Two panels formed by Meghalaya to resolve border row with Assam submit reports
Meghalaya shares a border with seven districts of northern and western Assam. At least 12 points along the border are disputed.
Two committees set up by the Meghalaya government to solve its border disputes with Assam submitted their reports to Chief Minister Conrad Sangma on Wednesday.
Meghalaya shares a border with seven districts of northern and western Assam. At least 12 points along the border are disputed. In November, Meghalaya and Assam had said that they will form three committees each to settle the disputes. They had resolved to settle six of the 12 disputed areas by end of the year.
Two of the three committees formed by Meghalaya – for Ri-Bhoi and West Khasi Hills districts –submitted their recommendations to the Meghalaya chief minister on Wednesday.
The Ri-Bhoi committee was led by Meghalaya Deputy Chief Minister Prestone Tynsong. Meghalaya Cabinet minister Renikton Lyngdoh Tongkhar headed the West Khasi Hills committee.

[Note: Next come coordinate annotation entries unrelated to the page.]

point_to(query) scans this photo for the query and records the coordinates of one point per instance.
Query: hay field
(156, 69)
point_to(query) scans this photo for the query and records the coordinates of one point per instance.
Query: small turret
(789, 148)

The committees have completed exhaustive inspections of disputed areas along the Meghalaya-Assam border, Sangma said in a tweet.

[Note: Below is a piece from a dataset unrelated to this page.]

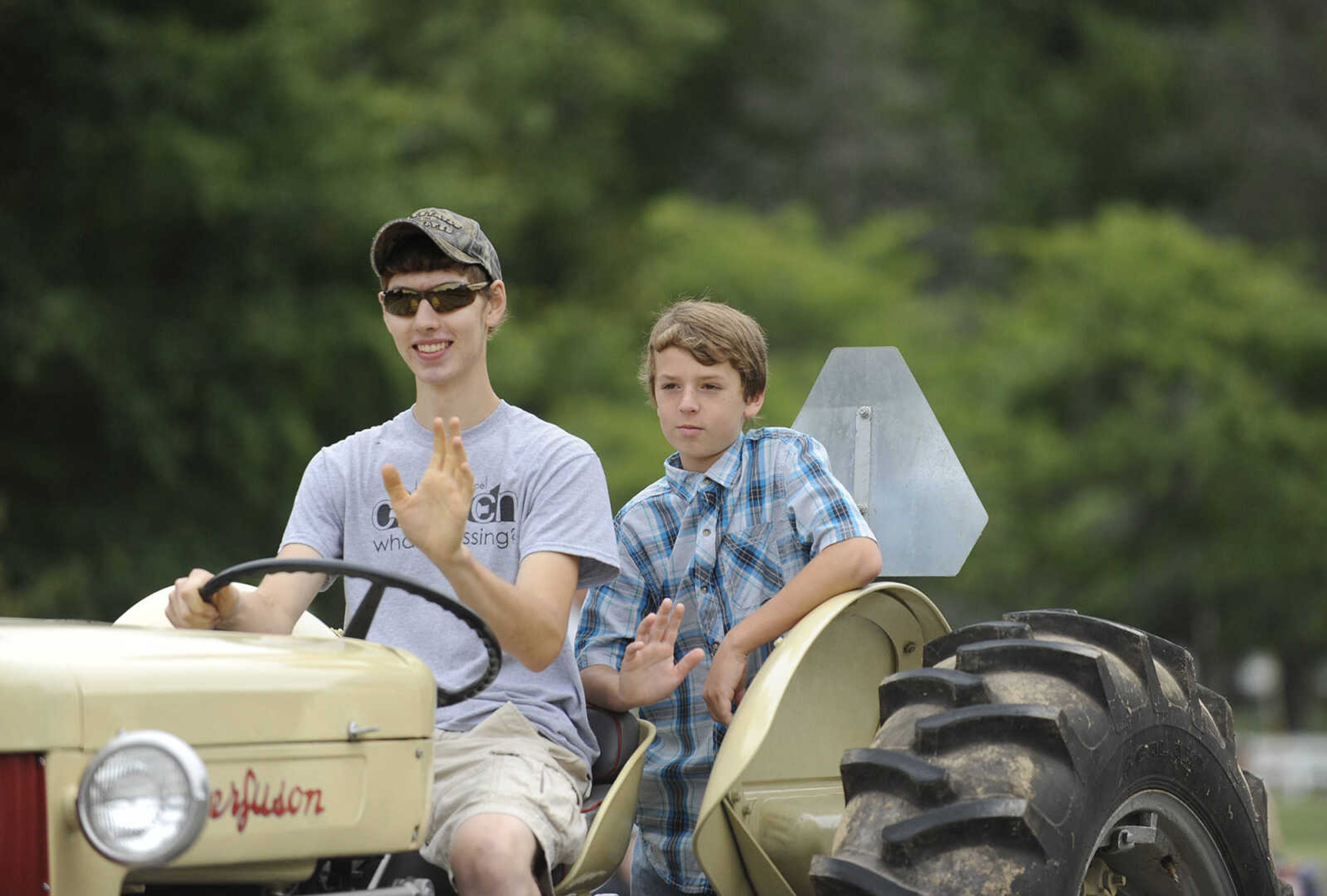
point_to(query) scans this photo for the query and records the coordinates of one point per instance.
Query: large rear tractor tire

He added that his government will soon hold a meeting with all the stakeholders in the state before taking up the matter with his Assam counterpart Himanta Biswa Sarma, PTI reported.
The details of the reports are not available yet. The third committee has asked for an extension till December 15 to submit its report, according to PTI.

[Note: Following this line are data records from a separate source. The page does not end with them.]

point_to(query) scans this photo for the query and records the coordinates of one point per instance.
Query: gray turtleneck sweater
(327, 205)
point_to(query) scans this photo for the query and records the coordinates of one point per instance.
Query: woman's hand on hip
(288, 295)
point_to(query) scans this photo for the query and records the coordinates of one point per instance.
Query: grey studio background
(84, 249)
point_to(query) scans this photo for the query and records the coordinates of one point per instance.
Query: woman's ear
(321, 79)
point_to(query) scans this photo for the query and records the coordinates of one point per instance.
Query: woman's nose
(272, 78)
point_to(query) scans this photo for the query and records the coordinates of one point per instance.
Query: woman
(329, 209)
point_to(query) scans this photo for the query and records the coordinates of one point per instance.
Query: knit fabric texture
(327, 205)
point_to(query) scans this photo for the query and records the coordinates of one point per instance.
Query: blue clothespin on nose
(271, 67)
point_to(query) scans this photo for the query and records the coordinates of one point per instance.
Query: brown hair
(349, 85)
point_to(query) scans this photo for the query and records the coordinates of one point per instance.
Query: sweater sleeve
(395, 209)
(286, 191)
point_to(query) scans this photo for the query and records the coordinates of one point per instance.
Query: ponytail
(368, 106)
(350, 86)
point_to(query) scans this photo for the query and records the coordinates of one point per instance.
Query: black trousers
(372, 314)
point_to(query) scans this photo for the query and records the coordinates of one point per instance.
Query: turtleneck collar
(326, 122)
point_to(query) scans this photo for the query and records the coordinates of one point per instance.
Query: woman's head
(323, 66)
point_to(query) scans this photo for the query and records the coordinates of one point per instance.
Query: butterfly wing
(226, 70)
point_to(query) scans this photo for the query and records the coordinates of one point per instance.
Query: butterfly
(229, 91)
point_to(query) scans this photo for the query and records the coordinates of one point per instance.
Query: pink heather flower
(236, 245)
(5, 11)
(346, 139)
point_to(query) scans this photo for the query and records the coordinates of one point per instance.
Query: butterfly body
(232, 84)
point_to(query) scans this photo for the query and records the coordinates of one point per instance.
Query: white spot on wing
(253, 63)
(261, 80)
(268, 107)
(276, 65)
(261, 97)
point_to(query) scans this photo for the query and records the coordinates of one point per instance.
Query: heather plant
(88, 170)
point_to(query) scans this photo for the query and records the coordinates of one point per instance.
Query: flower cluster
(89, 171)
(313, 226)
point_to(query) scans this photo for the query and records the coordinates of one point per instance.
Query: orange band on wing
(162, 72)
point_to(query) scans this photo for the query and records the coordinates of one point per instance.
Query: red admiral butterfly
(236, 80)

The Meghalaya deputy chief minister told PTI that the responsibility of the committees was to speak to residents and prepare reports based on historical, geographical and ethnic facts.
“Now the ball is in the court of the chief ministers of the two states,” Tynsong said. “They need to sit down to decide and bring out a solution [to the border row].”
Meanwhile, Tongkhar said he hoped that the two states will resolve the matter. “We hope it will be in the interest of the state and the people residing in the border areas,” he added, according to PTI.
The Meghalaya-Assam dispute
Territorial disputes between the two states began after Assam was restructured to form other states – including Meghalaya – post Independence, and have been running since then. Meghalaya was demarcated in 1972.
In July this year, there had been protests in Iongkhuli village in Meghalaya’s Ri-Bhoi district against the Assam police, who had reportedly dismantled electricity pole in the area.
The poles had been set up by Meghalaya Energy Corporation Limited on “the same stretch where Assam Electricity Board had erected electric poles in the month of January 2021,” the Meghalaya police had said.
The situation was brought under control after deliberations with the officials from Assam and the protestors.